We have no problem paying for the costs of medevacs or sending people out because they've tried to commit suicide. I find it appalling, we act as if our eyes are closed, yet reality is in front of us, we see it every day, we hear it on the news. A guy was just killed on the Fort Rae highway over the weekend; an old lady was run over in Fort McPherson because of alcohol. We have no problem with those things. It's just news which has happened and so what. Soon that " so what' is going to cost us in incarcerating the young people, having to build new jails and other institutions. We must deal with this today or we're going to have to deal with it sooner or later, and every one of us as taxpayers is going to have to pay for it. This is why I'm saying the initiative is unique in Canada; unique in the sense of aboriginal people who consider themselves a family unit from the grandfather to the infant. This is something which we are losing touch with.
With regard to the motion, the motion is saying it's a process for the government to sit down and negotiate; it's not telling them that we're going to take any money out of any programs. It's saying sit down with these people and negotiate.
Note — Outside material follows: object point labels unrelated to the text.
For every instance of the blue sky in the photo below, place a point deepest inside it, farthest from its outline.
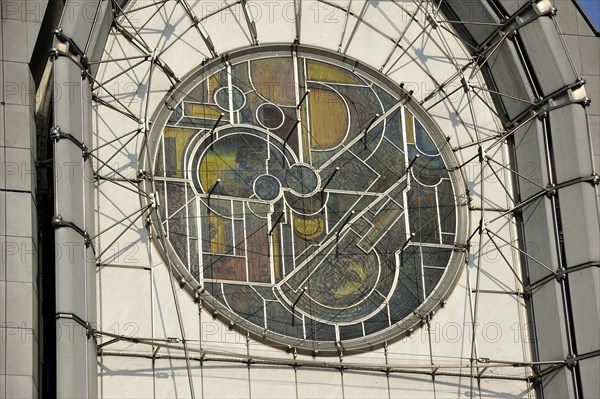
(592, 9)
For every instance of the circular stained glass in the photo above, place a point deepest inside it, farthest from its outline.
(308, 202)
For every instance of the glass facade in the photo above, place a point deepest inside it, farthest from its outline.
(306, 199)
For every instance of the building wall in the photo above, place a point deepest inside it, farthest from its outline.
(19, 291)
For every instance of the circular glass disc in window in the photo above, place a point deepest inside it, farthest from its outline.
(297, 223)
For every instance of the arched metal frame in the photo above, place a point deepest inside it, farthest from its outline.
(502, 47)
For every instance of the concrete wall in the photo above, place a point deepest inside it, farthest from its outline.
(19, 338)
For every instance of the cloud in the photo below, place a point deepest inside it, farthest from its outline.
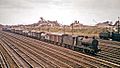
(14, 4)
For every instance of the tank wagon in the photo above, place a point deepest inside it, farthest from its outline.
(74, 42)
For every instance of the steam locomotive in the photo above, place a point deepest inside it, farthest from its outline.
(85, 44)
(110, 35)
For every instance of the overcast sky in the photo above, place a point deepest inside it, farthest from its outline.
(64, 11)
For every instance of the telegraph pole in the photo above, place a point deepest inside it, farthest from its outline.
(72, 29)
(118, 26)
(64, 28)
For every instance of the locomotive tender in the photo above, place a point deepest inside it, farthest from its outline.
(74, 42)
(110, 35)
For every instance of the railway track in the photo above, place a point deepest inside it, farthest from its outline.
(110, 53)
(62, 51)
(67, 60)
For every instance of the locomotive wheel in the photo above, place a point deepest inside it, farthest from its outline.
(86, 51)
(92, 53)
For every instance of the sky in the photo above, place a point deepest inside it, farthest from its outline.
(88, 12)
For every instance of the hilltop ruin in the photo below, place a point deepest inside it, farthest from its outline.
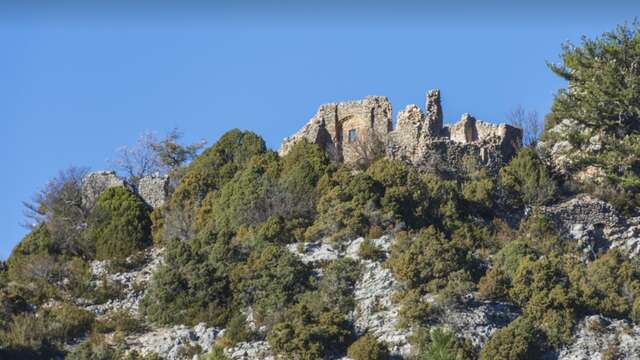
(420, 137)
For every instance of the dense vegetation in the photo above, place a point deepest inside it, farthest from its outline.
(236, 207)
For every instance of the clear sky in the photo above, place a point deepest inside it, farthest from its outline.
(79, 79)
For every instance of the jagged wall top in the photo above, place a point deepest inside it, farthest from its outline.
(418, 137)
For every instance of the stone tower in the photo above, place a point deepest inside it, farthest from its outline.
(433, 109)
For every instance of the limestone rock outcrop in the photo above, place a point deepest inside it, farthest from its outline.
(341, 128)
(154, 190)
(598, 337)
(595, 225)
(343, 131)
(96, 183)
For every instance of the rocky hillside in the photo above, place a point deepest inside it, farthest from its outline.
(238, 252)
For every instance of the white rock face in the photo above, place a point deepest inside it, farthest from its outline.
(154, 190)
(376, 313)
(167, 342)
(477, 321)
(596, 336)
(134, 283)
(97, 182)
(595, 225)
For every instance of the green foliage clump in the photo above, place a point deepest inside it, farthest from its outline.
(370, 251)
(520, 340)
(217, 353)
(368, 347)
(442, 344)
(526, 180)
(543, 288)
(603, 100)
(427, 261)
(119, 224)
(338, 282)
(42, 334)
(193, 285)
(609, 284)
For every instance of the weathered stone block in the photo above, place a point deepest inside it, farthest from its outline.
(97, 182)
(154, 190)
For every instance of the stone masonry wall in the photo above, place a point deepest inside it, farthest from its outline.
(419, 138)
(332, 123)
(154, 189)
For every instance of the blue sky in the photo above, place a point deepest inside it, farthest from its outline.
(80, 79)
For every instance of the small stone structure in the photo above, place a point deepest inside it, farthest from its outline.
(154, 189)
(96, 183)
(339, 128)
(419, 138)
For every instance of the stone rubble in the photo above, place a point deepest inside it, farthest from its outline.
(595, 225)
(421, 139)
(598, 337)
(95, 183)
(168, 341)
(153, 189)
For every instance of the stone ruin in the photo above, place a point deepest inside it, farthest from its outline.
(419, 138)
(154, 189)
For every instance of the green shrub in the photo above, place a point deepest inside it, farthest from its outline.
(368, 347)
(542, 287)
(526, 180)
(66, 322)
(309, 329)
(217, 353)
(609, 284)
(520, 340)
(236, 331)
(96, 348)
(119, 224)
(413, 309)
(442, 344)
(205, 175)
(427, 260)
(122, 321)
(269, 281)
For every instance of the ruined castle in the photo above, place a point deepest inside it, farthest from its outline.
(344, 130)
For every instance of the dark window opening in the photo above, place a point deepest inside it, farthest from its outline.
(352, 135)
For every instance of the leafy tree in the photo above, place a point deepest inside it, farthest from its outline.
(520, 340)
(119, 224)
(526, 180)
(440, 343)
(310, 329)
(368, 347)
(269, 281)
(427, 261)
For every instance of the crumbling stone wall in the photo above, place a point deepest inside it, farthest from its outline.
(154, 190)
(419, 138)
(96, 183)
(333, 123)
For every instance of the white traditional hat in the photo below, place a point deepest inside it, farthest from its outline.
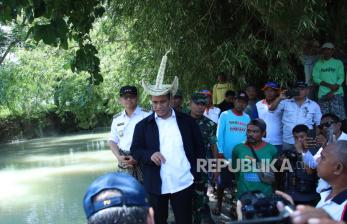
(159, 88)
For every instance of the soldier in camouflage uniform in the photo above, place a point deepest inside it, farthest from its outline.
(201, 210)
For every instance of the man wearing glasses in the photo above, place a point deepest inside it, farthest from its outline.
(122, 130)
(330, 129)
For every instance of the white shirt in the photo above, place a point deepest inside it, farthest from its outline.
(123, 126)
(311, 161)
(213, 114)
(308, 113)
(273, 123)
(175, 172)
(335, 207)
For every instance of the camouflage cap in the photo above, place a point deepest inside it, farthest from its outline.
(199, 98)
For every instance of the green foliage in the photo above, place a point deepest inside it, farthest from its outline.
(250, 40)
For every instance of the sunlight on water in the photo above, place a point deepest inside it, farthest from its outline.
(44, 180)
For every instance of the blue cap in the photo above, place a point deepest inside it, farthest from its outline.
(131, 191)
(272, 85)
(241, 95)
(132, 90)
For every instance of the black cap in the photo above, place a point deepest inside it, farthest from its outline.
(300, 84)
(241, 96)
(178, 93)
(132, 90)
(132, 193)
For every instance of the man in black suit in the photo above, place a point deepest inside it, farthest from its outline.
(168, 143)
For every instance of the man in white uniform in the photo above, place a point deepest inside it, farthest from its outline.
(122, 130)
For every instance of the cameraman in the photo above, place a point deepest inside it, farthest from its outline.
(332, 167)
(301, 182)
(330, 125)
(296, 110)
(117, 198)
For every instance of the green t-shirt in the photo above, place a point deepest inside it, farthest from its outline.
(330, 71)
(249, 181)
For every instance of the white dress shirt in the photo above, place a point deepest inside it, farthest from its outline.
(175, 172)
(311, 161)
(123, 126)
(308, 113)
(273, 122)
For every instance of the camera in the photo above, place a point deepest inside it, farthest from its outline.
(256, 205)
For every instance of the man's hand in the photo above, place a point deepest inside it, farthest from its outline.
(299, 147)
(158, 158)
(129, 160)
(303, 213)
(285, 196)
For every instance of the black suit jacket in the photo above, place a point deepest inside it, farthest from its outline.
(146, 142)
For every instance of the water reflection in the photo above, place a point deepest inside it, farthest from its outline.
(44, 180)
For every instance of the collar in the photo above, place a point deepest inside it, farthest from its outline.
(264, 102)
(307, 100)
(173, 115)
(136, 111)
(341, 197)
(261, 145)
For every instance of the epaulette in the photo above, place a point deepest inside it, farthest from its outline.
(117, 115)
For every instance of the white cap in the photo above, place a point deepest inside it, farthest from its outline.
(328, 45)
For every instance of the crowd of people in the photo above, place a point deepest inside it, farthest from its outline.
(161, 150)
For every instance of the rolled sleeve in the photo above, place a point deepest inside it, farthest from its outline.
(317, 115)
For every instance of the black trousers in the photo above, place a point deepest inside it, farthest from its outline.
(181, 203)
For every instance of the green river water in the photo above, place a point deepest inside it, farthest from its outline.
(44, 180)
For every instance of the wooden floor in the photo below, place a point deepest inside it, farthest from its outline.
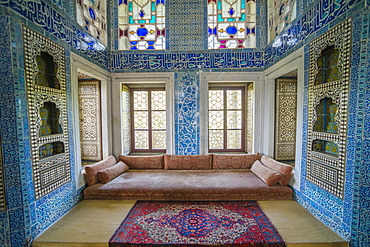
(92, 222)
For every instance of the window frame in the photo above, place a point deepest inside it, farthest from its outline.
(225, 110)
(150, 129)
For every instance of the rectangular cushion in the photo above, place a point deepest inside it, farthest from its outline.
(91, 171)
(234, 161)
(188, 162)
(284, 169)
(269, 176)
(108, 174)
(143, 162)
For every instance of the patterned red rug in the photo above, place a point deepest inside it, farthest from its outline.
(196, 224)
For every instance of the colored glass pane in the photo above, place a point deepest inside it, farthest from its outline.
(225, 119)
(92, 16)
(280, 14)
(231, 24)
(141, 25)
(149, 119)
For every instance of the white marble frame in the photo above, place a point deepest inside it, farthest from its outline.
(294, 61)
(79, 64)
(167, 78)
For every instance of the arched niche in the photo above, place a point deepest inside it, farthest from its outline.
(50, 149)
(49, 115)
(326, 147)
(327, 64)
(326, 111)
(47, 71)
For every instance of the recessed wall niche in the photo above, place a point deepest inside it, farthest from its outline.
(49, 115)
(328, 66)
(47, 71)
(50, 149)
(325, 147)
(46, 90)
(327, 111)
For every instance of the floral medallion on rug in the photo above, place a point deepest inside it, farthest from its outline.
(196, 224)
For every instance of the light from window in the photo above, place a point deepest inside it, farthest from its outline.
(148, 120)
(280, 14)
(231, 24)
(92, 16)
(226, 114)
(141, 25)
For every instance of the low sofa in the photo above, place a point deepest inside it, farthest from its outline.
(210, 177)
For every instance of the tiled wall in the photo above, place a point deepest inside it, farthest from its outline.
(27, 217)
(187, 113)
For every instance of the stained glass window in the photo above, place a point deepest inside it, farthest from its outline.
(280, 14)
(231, 24)
(141, 25)
(226, 114)
(148, 114)
(92, 16)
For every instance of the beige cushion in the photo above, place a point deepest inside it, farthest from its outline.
(188, 162)
(234, 161)
(108, 174)
(91, 171)
(269, 176)
(143, 162)
(284, 169)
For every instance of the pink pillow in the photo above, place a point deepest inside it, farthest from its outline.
(91, 171)
(108, 174)
(188, 162)
(234, 161)
(269, 176)
(284, 169)
(143, 162)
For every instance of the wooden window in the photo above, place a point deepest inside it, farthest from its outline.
(226, 128)
(148, 120)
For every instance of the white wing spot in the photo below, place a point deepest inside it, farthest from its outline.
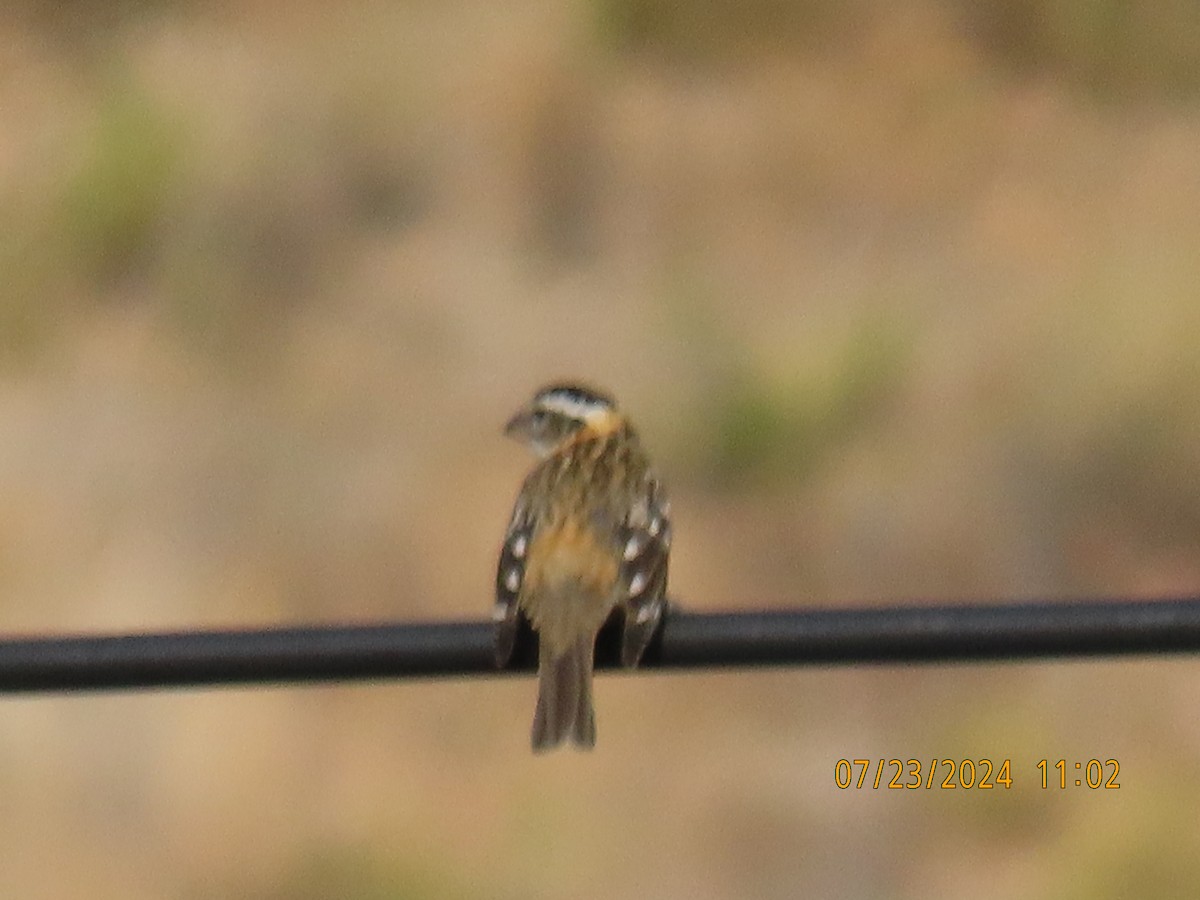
(633, 547)
(637, 585)
(513, 579)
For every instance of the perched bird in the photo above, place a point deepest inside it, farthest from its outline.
(589, 534)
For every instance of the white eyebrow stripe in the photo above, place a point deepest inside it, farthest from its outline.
(574, 407)
(513, 579)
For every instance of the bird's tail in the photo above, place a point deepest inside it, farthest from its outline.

The word is "negotiate," enter into negotiations.
Negotiations are never over until they're over. I don't know why everyone is assuming that the outcome is already made up, that they are going to get funding, but at least give them the opportunity to sit down with this government to try to negotiate the process through. This is all we're asking for. This is all the motion says. It doesn't say they are going to get dollars at the end of the day. The wording of the agreement is "enter into negotiations."